Explaining the pause, the RBA said that it wanted “to provide additional time to assess the impact of the increase in interest rates to date and the economic outlook”.
A range of information, including the monthly CPI indicator, suggested that inflation had peaked in Australia, RBA governor Philip Lowe said.
“The board’s priority is to return inflation to target. High inflation makes life difficult for people and damages the functioning of the economy.”
CoreLogic research director Tim Lawless said this did not mean that interest rates would remain paused, and a key factor in future interest rate decisions would be how rapidly inflation fell toward the target range.
“While a pause doesn’t necessarily mean interest rates hikes are ‘done’, it is likely the tightening cycle is close to topping out,” he said.
“Despite the highest interest rates since 2012, we have seen a lift in housing values over the past month; a timely reminder that interest rates are but one of the many key factors influencing housing trends.”
Knight Frank’s chief economist Ben Burston said that for property investors, the macro context now looked more reassuring.
“[There is] a likelihood that rates will remain stable over the next few months as the RBA assesses the impact of the rate increases to date, and potentially be cut in 2024-25 if the economy slows as expected,” he said.
“The moderation in peak rate expectations is already feeding through to reduced pressure on funding costs, as evidenced by two, three and five-year bond yields dropping by 50-70 basis points since late February.”
Rothelowman managing principal and former Becton Property Group head of sales Nigel Hobart said that although the implications of interest rate rises and pauses were complex, some outcomes could be seen clearly in the aftermath.
“When the RBA makes a decision, whether it is to pause or hike, it creates clarity for people. It’s the ambiguity that causes people to hesitate,” Hobart said.
“The sales rate per week tends to be slower leading up to a decision.
“But no matter what that decision is, there are more sales in the week after, because buyers knew they had certainty in how much they could afford and how much margins we’re going up and how much difference would that make to repayments.”
With interest remaining steady but still much higher than the market has experienced in recent years, much activity in the sector will be “iceberg” activity, with those at early stages of projects looking at and preparing sites.
“You’re likely to see more site transactions in this kind of period, and therefore a lot more activity in the creation of product ready to go to market in the next cycle,” Hobart said.
The RBA also acknowledged that rents are increasing “at the fastest rate in some years, with vacancy rates low in many parts of the country”, and this would also be attractive to potential developers, especially in the build-to-rent market, Hobart said.
“They will be achieving rents far superior to rents two or three years ago.
“This becomes attractive to a lender, the risk profile for a lender is far less, lenders will be more interested in funding an asset like that.”
Opportunity can arise as interest rate increases shift attitudes towards owning a home.
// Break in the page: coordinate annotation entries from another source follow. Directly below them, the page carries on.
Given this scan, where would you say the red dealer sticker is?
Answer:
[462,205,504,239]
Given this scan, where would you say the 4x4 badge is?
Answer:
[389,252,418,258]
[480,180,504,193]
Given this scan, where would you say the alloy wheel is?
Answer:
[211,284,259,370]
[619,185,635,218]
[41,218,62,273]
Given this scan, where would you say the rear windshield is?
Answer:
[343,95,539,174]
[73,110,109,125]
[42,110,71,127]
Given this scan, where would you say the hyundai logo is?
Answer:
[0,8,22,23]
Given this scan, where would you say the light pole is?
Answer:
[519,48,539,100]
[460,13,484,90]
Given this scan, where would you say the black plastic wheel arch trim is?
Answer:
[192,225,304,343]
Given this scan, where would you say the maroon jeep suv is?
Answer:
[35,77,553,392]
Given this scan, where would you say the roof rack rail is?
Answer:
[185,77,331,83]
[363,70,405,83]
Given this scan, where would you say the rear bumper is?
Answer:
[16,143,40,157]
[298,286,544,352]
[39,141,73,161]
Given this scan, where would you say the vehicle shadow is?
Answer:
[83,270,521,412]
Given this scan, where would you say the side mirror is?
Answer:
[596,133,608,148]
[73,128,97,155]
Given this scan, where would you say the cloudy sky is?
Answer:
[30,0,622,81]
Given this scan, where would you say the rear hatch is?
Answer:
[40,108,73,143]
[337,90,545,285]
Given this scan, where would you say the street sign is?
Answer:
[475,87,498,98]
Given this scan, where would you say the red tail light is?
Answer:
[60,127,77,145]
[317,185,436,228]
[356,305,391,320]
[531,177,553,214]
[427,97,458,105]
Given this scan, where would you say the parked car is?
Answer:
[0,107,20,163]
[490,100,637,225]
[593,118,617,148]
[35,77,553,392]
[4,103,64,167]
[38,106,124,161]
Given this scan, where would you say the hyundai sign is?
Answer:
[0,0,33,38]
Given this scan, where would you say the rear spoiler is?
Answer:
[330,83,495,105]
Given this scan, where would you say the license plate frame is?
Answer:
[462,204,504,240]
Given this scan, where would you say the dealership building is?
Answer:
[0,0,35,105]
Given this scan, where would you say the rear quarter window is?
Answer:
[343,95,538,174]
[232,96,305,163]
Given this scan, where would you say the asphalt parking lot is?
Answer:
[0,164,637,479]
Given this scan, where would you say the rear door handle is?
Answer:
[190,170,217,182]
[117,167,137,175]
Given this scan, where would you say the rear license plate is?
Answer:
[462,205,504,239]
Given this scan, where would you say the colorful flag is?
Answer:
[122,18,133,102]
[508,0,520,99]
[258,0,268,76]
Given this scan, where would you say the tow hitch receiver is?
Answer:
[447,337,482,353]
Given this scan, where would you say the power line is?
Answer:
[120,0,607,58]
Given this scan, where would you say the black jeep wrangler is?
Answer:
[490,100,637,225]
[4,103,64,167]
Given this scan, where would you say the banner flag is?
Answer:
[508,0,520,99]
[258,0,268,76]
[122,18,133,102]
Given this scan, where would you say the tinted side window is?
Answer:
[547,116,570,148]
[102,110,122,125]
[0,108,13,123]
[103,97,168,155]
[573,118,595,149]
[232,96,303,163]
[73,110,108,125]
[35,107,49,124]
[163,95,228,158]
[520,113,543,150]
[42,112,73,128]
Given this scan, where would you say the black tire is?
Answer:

As interest rates and house prices remain high, many will find owning a home more difficult or may not want the responsibility that comes with it. Build-to-rent properties can provide an alternative option.
“The winners in build-to-rent are going to be those who see it as a lifestyle choice for those who actively don’t want to own a home.
“The quality is seen to be really good and competitive, you’re going to have people that want to rent for life, it is now becoming aspirational.
“Aspirational tenants are what seasoned players are looking at and seeing it as a brand and lifestyle experience, and one that people will pay well for.”